Major League Baseball came down hard on the Houston Astros Monday with penalties for the team’s involvement in a sign-stealing scandal during the 2017 season.
General manager Jeff Luhnow and manager A.J. Hinch were suspended for one year (the two were subsequently fired by Astros owner Jim Crane), the team’s first- and second-round draft picks in 2020 and 2021 were taken away, and the organization was fined $5 million.
For those unfamiliar with the Astros’ sign-stealing tactics, the scheme involved watching the center field TV feed in the dugout tunnel, getting catchers’ signs from the monitor, and then relaying the signs to the Houston batter by banging on a trash can.
None of the players involved with the sign-stealing were penalized by MLB, though Boston Red Sox manager Alex Cora (who was the Astros’ bench coach in 2017 and also reportedly devised a similar scheme in Boston) is awaiting discipline that will almost certainly match, if not exceed, what Hinch received.
But one side we haven’t heard from in all of this reporting and investigating is the trash cans that were utilized as a delivery system for the Astros’ sign-stealing. They played a key role in the scheme, getting whacked by players and staffers — and loud enough for batters at the plate to hear. How did these objects feel about their involvement in this scandal?
Fox 29’s Good Day Philadelphia morning program looked at this angle of the story, nabbing an exclusive interview with one of the trash cans reportedly involved in Houston’s sign-stealing relay system. Anchors Mike Jerrick and Karen Hepp brought the receptacle, nicknamed “T.C.,” into their studio to share a perspective we haven’t yet heard.

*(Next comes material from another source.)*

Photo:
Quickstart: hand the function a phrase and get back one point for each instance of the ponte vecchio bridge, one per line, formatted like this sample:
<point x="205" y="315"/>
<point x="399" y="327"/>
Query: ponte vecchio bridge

'WORST JOB IN SPORTS': Trashcan, also known as T.C., goes on the record about the Astros cheating scandal. #Fox29GoodDay
— FOX 29 (@FOX29philly) January 14, 2020
Asked how it felt to be involved in such a “trashy” scandal, the trashcan defended its innocence.

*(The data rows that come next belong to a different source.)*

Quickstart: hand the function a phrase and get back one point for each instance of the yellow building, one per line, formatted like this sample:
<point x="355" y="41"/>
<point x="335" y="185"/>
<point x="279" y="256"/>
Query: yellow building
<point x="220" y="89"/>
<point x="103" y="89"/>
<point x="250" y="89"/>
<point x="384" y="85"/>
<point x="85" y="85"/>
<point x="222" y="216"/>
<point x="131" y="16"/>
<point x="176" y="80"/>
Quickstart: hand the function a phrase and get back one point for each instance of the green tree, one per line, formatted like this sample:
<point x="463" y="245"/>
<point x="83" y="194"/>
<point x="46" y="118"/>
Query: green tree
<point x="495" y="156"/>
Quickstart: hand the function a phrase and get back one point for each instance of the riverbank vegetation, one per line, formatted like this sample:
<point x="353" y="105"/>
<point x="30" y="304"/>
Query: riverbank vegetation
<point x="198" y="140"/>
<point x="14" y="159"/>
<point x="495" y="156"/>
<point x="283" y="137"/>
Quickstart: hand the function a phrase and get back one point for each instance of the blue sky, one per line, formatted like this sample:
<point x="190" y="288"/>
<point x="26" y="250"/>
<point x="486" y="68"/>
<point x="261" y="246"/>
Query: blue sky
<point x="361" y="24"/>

“I’m just sitting there and I was beat over and over and over,” said T.C. “Nobody cares about my feelings. It took me two years to get all the dents out. It’s the worst job in sports. Have you seen a baseball dugout? They never use me. There’s stuff all over the floor.”
By the way, the Lavalier mic on the trash can was a nice touch from the Good Day Philadelphia crew.
Fox 29’s interview highlighted one of the unreported casualties of the Astros’ sign-stealing. Those dents. So much damage from the impact of being hit repeatedly by baseball bats and other various objects, such as massage guns. Did those scars heal themselves or was help needed?
Providing these untold stories is what journalism can do at its best. Kudos to everyone involved, including the trash can brave enough to share its truth.